Since the universe mirror is bigger by a good factor, the default for docker_mirror.py is to not try to get a universe repo. Likewise the ubuntu-docker-mirror.py script will not try to sync and include the universe packages unless it sees the "--universe" option.

There was not attempt made to include multiverse package.

DOCKER MIRROR

The testing projects get a copy of the docker_mirror.py. When the mirror-packages are ready then the script can find them in the docker images list and start them as a container. Just say

  • ./docker_mirror.py start ubuntu:24.04 --add-hosts

The add-hosts says that it should print the line that is needed to be added to some docker run for a testing container that should be able to install packages locally. Thease are usally the URLs of the offical package repo of the distro but diverted to the IP address of the locally running repo-container. You can find the repo-container as

  • docker ps -f name=ubuntu-repo-24.04

See an example in zziplib/testbuilds.py

docker_mirror.ini

The docker_mirror.py script will load override values in a config file usually found in ~/.config/docker_mirror.ini on newer Linux distros.
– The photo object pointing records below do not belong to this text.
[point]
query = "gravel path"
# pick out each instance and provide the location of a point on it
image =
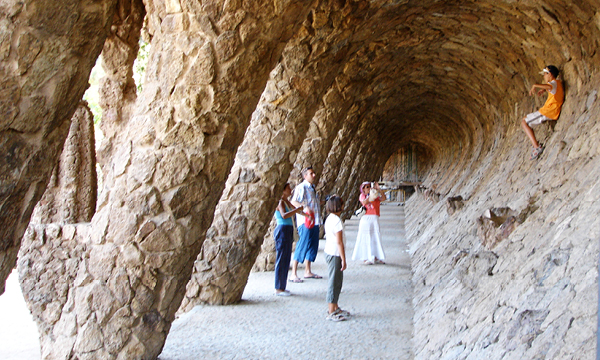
(264, 326)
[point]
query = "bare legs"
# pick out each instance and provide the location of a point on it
(529, 132)
(307, 271)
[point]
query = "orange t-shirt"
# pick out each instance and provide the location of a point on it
(551, 108)
(372, 207)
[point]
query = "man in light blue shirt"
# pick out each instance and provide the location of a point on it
(308, 244)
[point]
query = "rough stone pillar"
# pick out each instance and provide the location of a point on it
(69, 199)
(118, 91)
(322, 132)
(47, 51)
(71, 194)
(125, 272)
(265, 159)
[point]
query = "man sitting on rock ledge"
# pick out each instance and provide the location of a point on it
(550, 110)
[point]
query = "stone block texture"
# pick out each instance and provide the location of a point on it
(238, 97)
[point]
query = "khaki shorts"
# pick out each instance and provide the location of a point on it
(535, 118)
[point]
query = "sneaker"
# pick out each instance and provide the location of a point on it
(537, 152)
(334, 316)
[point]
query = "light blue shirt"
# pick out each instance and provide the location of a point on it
(306, 195)
(280, 219)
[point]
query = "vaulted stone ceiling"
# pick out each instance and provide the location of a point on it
(361, 79)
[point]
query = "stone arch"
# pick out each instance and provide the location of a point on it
(450, 77)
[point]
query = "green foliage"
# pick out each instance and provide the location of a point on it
(139, 65)
(91, 94)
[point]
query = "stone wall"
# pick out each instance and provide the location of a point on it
(513, 273)
(361, 80)
(47, 51)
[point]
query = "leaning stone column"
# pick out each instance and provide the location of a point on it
(70, 198)
(265, 159)
(71, 194)
(322, 132)
(48, 50)
(134, 259)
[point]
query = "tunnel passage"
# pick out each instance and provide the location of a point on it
(361, 79)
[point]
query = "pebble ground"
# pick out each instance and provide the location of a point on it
(264, 326)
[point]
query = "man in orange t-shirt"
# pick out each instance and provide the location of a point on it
(550, 110)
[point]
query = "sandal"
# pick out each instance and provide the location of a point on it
(344, 313)
(335, 316)
(537, 152)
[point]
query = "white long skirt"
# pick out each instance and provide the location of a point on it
(368, 241)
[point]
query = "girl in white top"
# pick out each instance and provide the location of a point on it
(335, 253)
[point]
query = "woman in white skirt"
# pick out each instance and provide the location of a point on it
(368, 241)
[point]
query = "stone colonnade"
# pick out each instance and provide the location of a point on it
(344, 84)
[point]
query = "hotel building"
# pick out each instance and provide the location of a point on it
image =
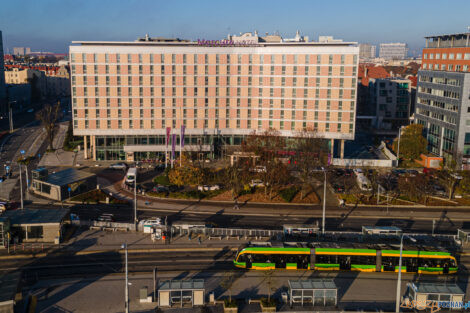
(126, 94)
(443, 96)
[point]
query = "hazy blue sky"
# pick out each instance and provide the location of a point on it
(50, 25)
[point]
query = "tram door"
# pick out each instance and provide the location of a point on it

In most cases that is not needed - unless you want to reduce disk pressure (in the docker space) by using the disk/base approach where the repo data is mounted into repo container instead of having a copy.

For details see DISKBASE.md

IMPLEMENTATION

Every package repo has a different way to store data in its file tree. In general it is not a good idea to just rsync all of it. Sure you can but...

...for example Ubuntu uses one host for all distro versions. All *.deb packages for all versions are stored in a single $host:/pool/ subdirectory. The deb packages for a single version are listed in a $host:/dists/$version/Packages.gz file. The distro version is not given by number (16.04) but by code name (xenial).

The mirror scripts in this project know about that - so the rsync will first download the Packages.gz files, in order to unpack/filter them into a list of /pool/x/y/*.deb paths in a temporary file. Then rsync --files-from=pool-files.tmp will do the rest.

When the rsync is complete, only a little web service script is added on top of building the image. So when the image is started as a container, it does accept requests on 80/http serving the rsync'ed files back (except epel-repo since the usual Fedora URL is shown running on 443/https).

For tips and tricks please see PROBLEMS FAQ.